Drug Discovery 2022: driving the next life science revolution

Combining Miniaturized Chemical Synthesis with Biochemical Screening for High-Throughput Drug Development


J Wiedmann1; T Maier2; S Schmidt3; M Benz1; M Schilling1; J Czech2; F Baerenz2; H Mors2; M Reischl1; C Hopf3; P Levkin1
1 Karlsruhe Institute of Technology, Germany;  2 Sanofi, Germany;  3 Hochschule Mannheim, Germany


Drug Development is an expensive field with a high risk of failure after investing money and time. Yet, there is a need to continue developing new therapeutics to improve our wellbeing. To identify new drug candidates, compounds are synthesized and tested for biological activity. Biochemical assays provide a fast readout for multiple targets, when looking for inhibitors for known enzymes. Testing a broad range of reagents causes high material consumption and time for synthesis of each molecule. In addition, enzymes and substrates are expensive and the total amount is summing up, if 5-10 µL are used for each sample.
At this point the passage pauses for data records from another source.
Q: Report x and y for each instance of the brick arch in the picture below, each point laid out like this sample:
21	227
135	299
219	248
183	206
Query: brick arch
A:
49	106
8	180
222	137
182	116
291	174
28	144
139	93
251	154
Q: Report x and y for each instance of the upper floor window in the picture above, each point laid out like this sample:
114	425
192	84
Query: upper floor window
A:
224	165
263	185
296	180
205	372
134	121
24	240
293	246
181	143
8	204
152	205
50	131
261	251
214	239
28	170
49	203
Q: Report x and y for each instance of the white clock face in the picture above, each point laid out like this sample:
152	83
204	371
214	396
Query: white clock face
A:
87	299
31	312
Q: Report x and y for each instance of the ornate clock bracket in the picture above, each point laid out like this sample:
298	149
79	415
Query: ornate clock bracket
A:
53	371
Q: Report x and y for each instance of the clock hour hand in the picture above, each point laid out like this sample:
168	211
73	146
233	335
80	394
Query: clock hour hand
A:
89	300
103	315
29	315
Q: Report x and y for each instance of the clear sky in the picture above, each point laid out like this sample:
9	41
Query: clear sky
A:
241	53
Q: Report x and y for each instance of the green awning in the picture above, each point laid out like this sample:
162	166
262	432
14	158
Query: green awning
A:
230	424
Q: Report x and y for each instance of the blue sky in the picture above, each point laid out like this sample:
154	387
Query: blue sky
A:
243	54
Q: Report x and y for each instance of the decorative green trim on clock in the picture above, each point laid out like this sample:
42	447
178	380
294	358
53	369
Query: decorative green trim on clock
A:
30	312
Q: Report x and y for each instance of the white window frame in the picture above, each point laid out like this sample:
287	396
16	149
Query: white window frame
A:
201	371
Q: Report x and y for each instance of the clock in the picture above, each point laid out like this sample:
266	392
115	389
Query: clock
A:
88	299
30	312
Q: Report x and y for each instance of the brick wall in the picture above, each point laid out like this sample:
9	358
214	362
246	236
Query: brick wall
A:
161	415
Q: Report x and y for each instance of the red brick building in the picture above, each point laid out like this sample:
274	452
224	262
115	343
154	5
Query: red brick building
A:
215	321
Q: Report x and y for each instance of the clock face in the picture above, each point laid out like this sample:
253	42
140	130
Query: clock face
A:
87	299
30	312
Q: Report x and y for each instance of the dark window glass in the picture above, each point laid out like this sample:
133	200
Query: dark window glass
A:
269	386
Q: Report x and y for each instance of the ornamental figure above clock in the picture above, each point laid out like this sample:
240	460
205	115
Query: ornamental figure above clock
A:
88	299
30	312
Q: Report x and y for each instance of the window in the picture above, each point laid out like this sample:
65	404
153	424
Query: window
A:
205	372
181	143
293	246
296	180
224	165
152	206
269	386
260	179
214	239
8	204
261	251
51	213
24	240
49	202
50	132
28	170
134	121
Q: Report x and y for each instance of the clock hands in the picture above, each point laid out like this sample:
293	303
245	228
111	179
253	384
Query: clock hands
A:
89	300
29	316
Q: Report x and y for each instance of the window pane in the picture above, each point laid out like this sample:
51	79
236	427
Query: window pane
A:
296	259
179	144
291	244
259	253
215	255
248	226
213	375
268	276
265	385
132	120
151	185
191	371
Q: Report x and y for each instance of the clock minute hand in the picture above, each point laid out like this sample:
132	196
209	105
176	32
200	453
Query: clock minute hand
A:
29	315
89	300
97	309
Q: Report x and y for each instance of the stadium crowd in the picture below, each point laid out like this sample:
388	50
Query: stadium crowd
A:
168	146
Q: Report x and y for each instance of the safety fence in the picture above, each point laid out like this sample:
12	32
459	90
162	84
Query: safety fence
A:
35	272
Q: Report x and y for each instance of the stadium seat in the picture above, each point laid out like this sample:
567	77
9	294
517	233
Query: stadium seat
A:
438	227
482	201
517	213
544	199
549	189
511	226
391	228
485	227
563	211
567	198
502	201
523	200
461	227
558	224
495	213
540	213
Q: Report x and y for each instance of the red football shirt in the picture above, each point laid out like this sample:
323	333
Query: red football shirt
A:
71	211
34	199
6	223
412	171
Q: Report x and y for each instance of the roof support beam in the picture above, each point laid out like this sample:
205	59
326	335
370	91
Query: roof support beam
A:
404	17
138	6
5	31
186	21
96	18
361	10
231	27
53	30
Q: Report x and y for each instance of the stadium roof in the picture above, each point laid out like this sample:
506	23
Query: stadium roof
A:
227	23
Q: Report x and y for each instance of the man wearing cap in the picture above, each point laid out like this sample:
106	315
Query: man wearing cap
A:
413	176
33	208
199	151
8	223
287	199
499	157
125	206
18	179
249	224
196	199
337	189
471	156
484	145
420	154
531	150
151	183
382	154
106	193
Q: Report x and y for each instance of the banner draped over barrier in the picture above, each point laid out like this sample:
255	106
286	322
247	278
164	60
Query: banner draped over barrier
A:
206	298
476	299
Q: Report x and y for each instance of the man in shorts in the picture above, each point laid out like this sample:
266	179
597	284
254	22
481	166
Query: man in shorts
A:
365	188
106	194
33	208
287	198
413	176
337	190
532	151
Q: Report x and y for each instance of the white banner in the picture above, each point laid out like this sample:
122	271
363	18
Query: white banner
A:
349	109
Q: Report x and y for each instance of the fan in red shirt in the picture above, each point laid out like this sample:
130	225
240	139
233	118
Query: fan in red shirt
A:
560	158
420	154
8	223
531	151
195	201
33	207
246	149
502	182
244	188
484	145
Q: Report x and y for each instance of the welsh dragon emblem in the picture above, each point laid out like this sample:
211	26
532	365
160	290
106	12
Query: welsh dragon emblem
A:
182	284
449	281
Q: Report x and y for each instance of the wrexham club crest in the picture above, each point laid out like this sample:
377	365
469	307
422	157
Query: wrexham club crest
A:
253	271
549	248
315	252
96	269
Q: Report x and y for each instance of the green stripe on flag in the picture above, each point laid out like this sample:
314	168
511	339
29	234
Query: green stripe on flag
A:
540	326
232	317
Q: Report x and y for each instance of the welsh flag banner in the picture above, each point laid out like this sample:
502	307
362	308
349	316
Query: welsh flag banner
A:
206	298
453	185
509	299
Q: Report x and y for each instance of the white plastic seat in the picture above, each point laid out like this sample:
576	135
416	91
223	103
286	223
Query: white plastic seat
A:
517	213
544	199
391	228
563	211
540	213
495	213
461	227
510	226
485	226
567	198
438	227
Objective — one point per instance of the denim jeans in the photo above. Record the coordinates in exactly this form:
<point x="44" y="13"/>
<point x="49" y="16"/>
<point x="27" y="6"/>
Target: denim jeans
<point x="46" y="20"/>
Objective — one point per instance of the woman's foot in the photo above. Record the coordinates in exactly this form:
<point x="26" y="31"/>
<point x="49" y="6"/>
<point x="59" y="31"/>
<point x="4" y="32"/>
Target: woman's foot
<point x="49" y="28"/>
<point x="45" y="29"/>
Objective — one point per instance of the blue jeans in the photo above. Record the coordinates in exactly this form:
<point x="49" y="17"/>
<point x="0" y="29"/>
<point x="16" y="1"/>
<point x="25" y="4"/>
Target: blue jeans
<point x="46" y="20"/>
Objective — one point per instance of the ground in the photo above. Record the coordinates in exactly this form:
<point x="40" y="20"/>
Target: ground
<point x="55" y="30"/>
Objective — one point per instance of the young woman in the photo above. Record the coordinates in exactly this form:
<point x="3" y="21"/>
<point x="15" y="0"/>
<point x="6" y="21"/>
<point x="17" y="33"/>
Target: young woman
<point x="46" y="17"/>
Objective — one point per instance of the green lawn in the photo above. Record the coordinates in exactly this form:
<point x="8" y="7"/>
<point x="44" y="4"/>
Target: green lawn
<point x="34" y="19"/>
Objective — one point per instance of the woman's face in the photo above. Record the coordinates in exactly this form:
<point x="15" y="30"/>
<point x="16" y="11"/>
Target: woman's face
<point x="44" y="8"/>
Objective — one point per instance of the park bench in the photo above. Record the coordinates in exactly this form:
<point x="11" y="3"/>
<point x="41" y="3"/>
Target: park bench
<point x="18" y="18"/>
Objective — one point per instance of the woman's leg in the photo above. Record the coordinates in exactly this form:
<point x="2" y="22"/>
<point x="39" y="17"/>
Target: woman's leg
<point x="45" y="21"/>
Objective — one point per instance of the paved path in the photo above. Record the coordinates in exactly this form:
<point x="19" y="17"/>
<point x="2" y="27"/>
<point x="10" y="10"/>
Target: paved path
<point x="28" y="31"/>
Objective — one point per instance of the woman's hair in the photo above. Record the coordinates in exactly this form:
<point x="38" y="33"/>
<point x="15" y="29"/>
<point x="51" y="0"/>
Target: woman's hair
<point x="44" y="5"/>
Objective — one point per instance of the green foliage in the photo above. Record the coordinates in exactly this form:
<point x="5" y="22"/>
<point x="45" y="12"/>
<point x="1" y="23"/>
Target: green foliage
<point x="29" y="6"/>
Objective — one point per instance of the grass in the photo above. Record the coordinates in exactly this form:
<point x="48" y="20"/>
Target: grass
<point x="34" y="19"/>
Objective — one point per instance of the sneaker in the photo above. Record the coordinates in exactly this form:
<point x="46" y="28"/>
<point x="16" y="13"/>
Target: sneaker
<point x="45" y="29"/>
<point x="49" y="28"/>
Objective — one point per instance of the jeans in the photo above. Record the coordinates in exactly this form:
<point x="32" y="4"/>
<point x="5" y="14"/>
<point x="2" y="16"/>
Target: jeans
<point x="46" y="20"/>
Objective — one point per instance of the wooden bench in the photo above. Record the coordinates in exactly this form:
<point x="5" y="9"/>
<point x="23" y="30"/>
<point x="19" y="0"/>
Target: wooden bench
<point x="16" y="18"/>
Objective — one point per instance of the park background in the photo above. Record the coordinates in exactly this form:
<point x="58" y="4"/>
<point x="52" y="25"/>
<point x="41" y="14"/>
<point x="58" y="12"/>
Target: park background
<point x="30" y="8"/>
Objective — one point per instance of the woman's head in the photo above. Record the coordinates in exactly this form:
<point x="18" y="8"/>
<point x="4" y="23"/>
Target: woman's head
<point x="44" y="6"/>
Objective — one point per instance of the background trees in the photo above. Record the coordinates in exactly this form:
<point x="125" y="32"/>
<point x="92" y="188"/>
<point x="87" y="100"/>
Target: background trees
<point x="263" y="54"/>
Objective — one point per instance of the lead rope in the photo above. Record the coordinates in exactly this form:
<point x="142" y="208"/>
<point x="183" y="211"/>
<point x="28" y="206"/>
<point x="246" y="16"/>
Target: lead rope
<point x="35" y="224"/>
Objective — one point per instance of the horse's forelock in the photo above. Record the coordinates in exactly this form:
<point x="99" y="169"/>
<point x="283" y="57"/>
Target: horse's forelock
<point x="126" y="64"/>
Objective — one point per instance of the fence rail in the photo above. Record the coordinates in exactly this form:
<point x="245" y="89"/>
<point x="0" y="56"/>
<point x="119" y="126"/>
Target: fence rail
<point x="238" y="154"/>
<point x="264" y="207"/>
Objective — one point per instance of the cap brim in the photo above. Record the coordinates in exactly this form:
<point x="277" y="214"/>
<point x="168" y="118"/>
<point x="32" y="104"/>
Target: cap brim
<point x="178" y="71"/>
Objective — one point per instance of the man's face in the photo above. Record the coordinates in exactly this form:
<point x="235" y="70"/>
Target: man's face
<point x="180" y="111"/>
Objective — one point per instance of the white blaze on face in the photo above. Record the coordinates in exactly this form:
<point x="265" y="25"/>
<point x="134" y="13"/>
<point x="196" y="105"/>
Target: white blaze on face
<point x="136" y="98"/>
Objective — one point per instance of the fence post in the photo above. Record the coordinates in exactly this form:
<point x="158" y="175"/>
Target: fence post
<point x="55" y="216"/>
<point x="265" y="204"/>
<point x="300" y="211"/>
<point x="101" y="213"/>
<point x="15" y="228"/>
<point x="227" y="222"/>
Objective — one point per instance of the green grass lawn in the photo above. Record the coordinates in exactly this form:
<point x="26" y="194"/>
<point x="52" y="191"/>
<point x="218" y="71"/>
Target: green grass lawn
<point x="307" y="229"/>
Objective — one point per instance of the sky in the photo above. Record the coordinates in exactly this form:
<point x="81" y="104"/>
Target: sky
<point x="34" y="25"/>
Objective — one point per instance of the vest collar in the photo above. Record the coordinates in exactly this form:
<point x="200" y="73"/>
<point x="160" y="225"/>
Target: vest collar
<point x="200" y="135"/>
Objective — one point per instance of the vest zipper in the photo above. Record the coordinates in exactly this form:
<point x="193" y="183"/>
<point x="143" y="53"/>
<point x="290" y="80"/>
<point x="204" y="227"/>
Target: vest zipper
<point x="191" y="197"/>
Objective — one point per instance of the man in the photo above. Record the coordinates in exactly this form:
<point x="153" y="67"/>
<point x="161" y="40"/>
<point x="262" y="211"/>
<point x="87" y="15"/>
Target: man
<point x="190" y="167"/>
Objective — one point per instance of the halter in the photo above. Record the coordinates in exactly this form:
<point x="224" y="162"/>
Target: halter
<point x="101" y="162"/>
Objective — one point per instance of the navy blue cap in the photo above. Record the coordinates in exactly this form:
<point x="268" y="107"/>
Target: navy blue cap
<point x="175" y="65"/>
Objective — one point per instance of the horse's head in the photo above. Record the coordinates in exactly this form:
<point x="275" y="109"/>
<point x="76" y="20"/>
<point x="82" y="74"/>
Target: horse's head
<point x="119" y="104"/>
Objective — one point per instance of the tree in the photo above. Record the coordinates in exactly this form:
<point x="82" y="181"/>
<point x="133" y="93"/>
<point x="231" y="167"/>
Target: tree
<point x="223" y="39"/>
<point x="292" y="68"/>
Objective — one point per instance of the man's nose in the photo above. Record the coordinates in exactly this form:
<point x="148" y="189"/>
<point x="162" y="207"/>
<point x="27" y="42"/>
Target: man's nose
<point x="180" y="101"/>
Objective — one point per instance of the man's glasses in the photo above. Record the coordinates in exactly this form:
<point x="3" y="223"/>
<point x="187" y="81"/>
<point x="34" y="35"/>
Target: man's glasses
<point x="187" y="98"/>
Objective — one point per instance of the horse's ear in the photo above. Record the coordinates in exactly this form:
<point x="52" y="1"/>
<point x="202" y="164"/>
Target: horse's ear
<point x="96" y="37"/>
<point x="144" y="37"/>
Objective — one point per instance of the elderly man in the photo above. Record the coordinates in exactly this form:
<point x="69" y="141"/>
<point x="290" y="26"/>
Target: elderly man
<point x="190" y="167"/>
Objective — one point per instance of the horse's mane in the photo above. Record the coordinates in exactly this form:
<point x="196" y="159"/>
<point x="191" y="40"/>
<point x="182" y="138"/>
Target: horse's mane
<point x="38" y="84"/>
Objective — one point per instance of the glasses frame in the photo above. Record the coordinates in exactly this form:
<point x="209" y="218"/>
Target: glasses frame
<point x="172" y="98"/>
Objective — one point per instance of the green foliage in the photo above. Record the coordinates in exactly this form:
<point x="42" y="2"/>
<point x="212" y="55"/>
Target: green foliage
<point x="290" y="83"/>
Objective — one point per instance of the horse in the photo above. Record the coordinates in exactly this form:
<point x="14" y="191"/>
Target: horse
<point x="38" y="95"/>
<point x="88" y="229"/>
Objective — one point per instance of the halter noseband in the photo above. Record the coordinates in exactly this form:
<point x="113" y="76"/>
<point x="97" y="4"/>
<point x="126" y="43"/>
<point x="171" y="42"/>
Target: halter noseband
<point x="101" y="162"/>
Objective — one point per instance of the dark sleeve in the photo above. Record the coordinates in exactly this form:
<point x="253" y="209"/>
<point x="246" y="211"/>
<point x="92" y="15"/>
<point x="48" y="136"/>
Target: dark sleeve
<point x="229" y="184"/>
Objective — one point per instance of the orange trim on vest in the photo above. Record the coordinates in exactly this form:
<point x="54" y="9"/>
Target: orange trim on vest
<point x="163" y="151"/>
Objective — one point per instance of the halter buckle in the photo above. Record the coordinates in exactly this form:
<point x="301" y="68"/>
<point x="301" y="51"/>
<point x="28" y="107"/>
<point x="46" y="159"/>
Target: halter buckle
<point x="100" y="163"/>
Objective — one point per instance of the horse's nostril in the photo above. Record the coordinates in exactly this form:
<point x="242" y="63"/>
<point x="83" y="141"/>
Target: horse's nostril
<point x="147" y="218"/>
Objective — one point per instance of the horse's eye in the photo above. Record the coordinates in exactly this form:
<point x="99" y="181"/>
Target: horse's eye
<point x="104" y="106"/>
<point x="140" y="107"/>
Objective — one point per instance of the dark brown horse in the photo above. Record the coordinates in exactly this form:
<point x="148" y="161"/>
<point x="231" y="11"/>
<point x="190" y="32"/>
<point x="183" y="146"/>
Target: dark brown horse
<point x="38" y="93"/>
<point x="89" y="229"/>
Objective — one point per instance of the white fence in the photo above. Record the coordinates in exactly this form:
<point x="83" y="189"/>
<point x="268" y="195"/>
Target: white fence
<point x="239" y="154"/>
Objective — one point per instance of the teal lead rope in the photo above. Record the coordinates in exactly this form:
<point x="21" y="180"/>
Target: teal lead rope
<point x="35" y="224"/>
Here, droplet microarrays (DMAs) are used to miniaturize and combine all steps of early drug development on one platform using an enzymatic assay to characterize a synthesized library. The platform is based on a microscopic glass slide with special surface wettability. Organic solvents or buffer solutions can be dispensed to omniphilic spots with a diameter of 900 µm to form droplets separated by an omniphobic border. Synthesis optimization, library synthesis and the analysis in a biochemical assay are performed using low volumes from 50 to 100 nL. Up to 840 experiments are performed on one DMA, using 42 µL of reaction solution and 84 µL of buffer solution in total. With small amounts of reagents for each sample, different reaction conditions are tested for different combinations of starting materials, while the high density of reactions allows to cover a large chemical space by combining a range of starting materials.

Using DMAs in early-stage drug development, the number of synthesized compounds can be increased covering a larger chemical space, while the amount of reagent is reduced. The biochemical assay can be used as a combined readout for a well working chemical reaction and high biochemical activity and can help to identify promising drug candidates as well as suitable reaction conditions more efficiently.